Acungan cambuk dan semangkuk semur telur jelas tak akan mempan jika ditujukan untuk para mahasiswa semester dua yang baru saja memperoleh hidayah. Apalagi jika dalam kepala mereka muncul pikiran bahwa orangtua mereka bukan orangtua muslim yang baik, karena bukan saja tak pernah mengajari mereka tentang tanda-tanda Kiamat atau gejala-gejala Kristenisasi, tapi bahkan tak pernah mengajari mereka mengaji. Menjadi lebih keras lagi jika “hidayah” itu membuat mereka membenci masalalu mereka yang “kelam”, yang kering dari air wudhu dan cahaya iman. Runyam, bukan?

Maka, sangat mudah dipahami kalau mereka tidak sekadar melabrak teman yang menerabas kiblat shalat sebagaimana yang saya lakukan dulu, tapi juga melabrak semua yang berbeda dengan mereka. Dan, patut diingat, itu tidak dilakukan oleh bocah 10 tahun.

Harus diakui, di usia mereka, mereka yang disebut radikal itu memang jauh lebih terorganisir. Sebagaimana juga harus diakui, mereka kini menghadapi seperangkat stigma yang dulu tak ada, karena memang baru diproduksi belakangan ini. Itulah yang membuat mereka tampak jauh lebih berbahaya dari sebelum-sebelumnya.

***

Jadi, sekali lagi, apakah kita sekarang memang lebih radikal? Entahlah. Mungkin saja.

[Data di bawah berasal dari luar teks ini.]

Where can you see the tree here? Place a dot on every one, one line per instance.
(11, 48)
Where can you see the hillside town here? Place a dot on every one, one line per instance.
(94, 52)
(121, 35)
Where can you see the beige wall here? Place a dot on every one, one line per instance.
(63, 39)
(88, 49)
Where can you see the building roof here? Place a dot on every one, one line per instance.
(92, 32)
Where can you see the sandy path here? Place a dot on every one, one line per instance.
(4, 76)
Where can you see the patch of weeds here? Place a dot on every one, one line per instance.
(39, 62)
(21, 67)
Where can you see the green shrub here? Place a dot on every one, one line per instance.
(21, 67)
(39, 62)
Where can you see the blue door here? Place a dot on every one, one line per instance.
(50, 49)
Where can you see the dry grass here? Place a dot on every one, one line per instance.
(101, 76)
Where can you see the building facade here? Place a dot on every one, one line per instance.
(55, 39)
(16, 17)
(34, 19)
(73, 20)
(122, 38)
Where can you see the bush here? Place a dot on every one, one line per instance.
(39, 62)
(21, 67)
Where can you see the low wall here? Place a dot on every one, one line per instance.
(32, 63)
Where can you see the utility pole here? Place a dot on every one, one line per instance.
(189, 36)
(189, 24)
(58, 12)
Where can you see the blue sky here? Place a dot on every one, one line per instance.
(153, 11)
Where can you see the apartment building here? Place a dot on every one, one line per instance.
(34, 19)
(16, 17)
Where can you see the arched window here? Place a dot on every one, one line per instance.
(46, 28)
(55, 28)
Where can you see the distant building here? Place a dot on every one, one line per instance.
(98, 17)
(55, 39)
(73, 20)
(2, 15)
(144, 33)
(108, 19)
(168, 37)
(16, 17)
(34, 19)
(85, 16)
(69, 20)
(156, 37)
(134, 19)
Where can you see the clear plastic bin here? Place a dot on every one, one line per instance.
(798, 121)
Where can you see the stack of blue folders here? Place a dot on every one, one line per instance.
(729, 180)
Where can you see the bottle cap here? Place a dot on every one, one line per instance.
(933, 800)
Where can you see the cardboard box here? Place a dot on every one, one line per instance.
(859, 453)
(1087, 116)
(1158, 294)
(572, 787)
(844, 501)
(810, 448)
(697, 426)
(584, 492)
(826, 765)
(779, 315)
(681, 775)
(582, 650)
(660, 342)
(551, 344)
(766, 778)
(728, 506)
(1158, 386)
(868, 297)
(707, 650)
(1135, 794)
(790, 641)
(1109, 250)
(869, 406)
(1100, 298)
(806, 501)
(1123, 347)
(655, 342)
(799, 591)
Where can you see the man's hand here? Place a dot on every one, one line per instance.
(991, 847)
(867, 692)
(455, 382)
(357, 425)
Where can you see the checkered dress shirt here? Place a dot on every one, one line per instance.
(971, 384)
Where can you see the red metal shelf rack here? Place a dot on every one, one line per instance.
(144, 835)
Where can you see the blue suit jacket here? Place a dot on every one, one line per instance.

Sama mungkinnya bahwa pada saat yang sama kita juga menjadi lebih liberal, lebih konservatif, lebih kiri, lebih kanan, lebih PKI, lebih Masyumi, lebih bodoh, lebih (sok) pintar, lebih demokratis, lebih fasis, lebih toleran, lebih puritan, lebih kalem, lebih reaksioner, lebih berbudaya, lebih biadab, lebih teratur, lebih ngawur, lebih ini, lebih itu….

Ya, bagaimana lagi, semua yang ada di sosial media memang tampak lebih. Itu mungkin tebusan yang sepadan untuk banyak sekali hal kurang yang kita derita di kehidupan nyata. []

Mahfud Ikhwan adalah novelis.  Kambing dan Hujan (2015) adalah novelnya yang mendapatkan penghargaan karya fiksi terbaik Dewan Kesenian Jakarta (DKJ) tahun 2014 lalu.